Nations differ on tests for peppers
In salmonella search, Mexico and U.S. disagree about the cause
By SEAN MATTSON San Antonio Express-News
Aug. 10, 2008, 11:07PM
32Comments 1Recommend DALGO, MEXICO — The lab results on Sergio Maltos' desk show that investigators from Mexico and the United States came to drastically different conclusions about the cause of the salmonella outbreak that sickened more than 1,300 Americans this summer.

Investigators from both nations visited the farm in question, about 200 miles south of Laredo in Tamaulipas state, in July to test nearly identical materials.

The Food and Drug Administration found irrigation water and a serrano pepper that tested positive for the salmonella Saintpaul strain. Maltos, a top official at the Nuevo León state laboratory that processed Mexico's samples, had two positive tests as well — one from animal excrement and one from mud near an irrigation ditch.

The water and peppers Mexico tested, however, were clean, he said.

How the FDA and its Mexican counterparts managed to reach such different conclusions in a binational health scare that has cost farmers millions of dollars is a mystery neither government seems in a hurry to clear up.

"It's possible that there are differences. But it's extremely improbable," Maltos said.

Each team took its own whole pepper samples, said Maltos and Julio Alemán, who manages the 50-acre field.

The peppers were 500 yards from the ditch and were dehydrated because the field had been fully harvested a month before the inspection, Alemán said. That in itself eliminates a scientifically valid link between the farm and the outbreak, he and Mexican officials argued.

The FDA sparked Mexico's ire when David Acheson, the FDA's food safety chief, announced the agency's results at a congressional hearing July 30. Lawmakers were scrutinizing the agency's investigation of the outbreak, which was originally blamed on tomatoes but lacked conclusive evidence.

The FDA currently warns U.S. consumers to avoid raw jalapeño or serrano peppers grown in Mexico.

Mexico, which repeatedly denied having the salmonella Saintpaul serotype in the country even before testing was complete, said Acheson's statement broke an agreement that the two nations were to release findings simultaneously.

Last week, Mexico had not finished the tests required to determine whether its positive salmonella tests matched the strain responsible for the outbreak, Maltos said.

As Mexican farmers fulminated over the second FDA warning in a year to hurt their bottom line, Mexican federal health officials and the FDA declined to explain their conflicting findings.

"This is still an open investigation, so I can't go into details or provide you a description of samples," said Michael Herndon, an FDA press officer. "However, we stand by our test results, which demonstrated a genetic match to the serotype salmonella Saintpaul in both samples of water used for irrigation and composite samples of serrano peppers."

Jesse Thomas, who co-owns 225 acres of peppers in the Hidalgo area a few miles from where the positive tests were taken, had choice words for anyone accusing farmers there of being the source of the U.S. salmonella outbreak.

"We're no longer working in antiquity," he said, pointing to his high-tech operation, which includes water-saving irrigation techniques overseen by an agricultural engineer. "It's not the Mexico you think of, with the donkey pulling the plow."
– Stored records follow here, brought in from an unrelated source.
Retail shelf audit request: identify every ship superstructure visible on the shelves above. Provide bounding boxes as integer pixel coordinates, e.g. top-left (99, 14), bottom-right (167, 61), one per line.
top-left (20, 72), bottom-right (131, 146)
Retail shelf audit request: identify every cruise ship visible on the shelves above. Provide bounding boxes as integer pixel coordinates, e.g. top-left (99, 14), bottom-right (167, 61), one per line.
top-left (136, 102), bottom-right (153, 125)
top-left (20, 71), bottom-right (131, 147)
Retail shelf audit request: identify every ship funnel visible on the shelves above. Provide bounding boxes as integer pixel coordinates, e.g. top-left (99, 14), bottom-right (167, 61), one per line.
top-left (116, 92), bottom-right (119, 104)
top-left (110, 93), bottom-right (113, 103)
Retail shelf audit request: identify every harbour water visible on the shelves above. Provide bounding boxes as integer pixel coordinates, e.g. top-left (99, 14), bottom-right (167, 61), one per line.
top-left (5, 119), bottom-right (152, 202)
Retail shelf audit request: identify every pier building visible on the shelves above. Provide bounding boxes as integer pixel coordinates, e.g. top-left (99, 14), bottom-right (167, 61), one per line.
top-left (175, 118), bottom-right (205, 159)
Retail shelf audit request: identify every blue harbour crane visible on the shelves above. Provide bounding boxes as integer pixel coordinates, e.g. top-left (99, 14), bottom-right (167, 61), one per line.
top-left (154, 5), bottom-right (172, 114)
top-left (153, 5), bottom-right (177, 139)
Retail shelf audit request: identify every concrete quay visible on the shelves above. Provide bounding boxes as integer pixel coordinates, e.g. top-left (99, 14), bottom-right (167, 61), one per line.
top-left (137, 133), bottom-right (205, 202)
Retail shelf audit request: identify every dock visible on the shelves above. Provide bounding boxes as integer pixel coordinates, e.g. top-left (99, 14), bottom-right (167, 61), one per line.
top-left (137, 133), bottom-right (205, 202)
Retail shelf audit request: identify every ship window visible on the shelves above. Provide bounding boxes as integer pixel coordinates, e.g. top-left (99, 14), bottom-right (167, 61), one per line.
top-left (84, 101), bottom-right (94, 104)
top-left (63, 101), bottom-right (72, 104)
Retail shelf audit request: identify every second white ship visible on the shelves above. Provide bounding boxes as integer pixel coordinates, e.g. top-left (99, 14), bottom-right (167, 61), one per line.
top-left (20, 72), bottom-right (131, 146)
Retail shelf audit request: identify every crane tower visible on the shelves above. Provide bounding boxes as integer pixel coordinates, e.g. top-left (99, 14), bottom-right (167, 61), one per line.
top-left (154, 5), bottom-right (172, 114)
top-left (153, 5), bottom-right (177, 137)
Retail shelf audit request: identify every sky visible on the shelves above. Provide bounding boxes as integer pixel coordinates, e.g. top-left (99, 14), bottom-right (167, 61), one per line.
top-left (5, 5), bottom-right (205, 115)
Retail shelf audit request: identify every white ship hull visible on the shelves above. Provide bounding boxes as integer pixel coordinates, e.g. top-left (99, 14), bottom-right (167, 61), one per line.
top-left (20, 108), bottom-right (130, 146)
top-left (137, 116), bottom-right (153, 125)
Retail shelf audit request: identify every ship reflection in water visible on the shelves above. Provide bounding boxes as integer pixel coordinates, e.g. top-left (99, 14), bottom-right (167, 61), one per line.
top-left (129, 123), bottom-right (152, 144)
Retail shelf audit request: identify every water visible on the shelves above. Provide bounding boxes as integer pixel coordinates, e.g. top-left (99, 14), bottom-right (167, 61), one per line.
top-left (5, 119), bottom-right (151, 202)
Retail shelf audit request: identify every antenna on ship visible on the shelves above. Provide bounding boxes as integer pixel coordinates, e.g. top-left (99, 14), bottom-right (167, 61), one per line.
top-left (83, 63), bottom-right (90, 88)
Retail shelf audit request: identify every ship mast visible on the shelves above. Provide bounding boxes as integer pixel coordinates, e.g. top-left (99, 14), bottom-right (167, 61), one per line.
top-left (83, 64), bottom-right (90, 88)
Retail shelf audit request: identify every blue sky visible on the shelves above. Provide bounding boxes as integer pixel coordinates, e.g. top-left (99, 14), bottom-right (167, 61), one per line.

Most area farms draw water, which is filtered, though not purified, from wells, Thomas said.

"We treat the plants like they were babies," said Alemán, who said water and produce are tested regularly to assure exportation standards are met.

Pepper prices in Mexico have fallen by at least a third because of the FDA warning as the harvest in other parts of Mexico hits the market, said César Fregoso, who represents a farmers union in Mexico City.

The Centers for Disease Control last week said the salmonella outbreak likely had more than one source. Tomatoes have not been ruled out, but the FDA lifted its warning on consuming them because any contaminated ones would probably no longer be on the market.

About 40,000 people a year in the United States are sickened with salmonella, a bacterium that lives in the intestines of some animals and causes illness that can include fever, abdominal pain and diarrhea.

Reported clusters of people sickened by the outbreak, one of the largest ever, were in Texas and Minnesota, said Lola Scott Russell, a CDC press officer.

"What makes this (outbreak) notable is the number of persons that has become sickened with this same strain," she said. "And this particular strain ... is a rare strain."

Federal health officials in Mexico City and their state counterparts in Nuevo León and Tamaulipas said there has not been an outbreak of salmonella Saintpaul in the entire country. There were more than 66,000 salmonella cases in Mexico in 2007, a rate considerably higher than the United States.

The suggestion that Mexican-grown peppers are unfit for consumption was one of the strangest things Elizabeth Orozco, a shop owner, said she had ever heard.

"We've eaten peppers since I was a little girl and have never had a problem," said Orozco, 29, as she carted off a few pounds of peppers with her fresh produce from the market.

"It's as if they were to tell us not to eat tortillas," she said.

Sean Mattson is the Express-News Mexico Correspondent. He is based in Monterrey, Mexico.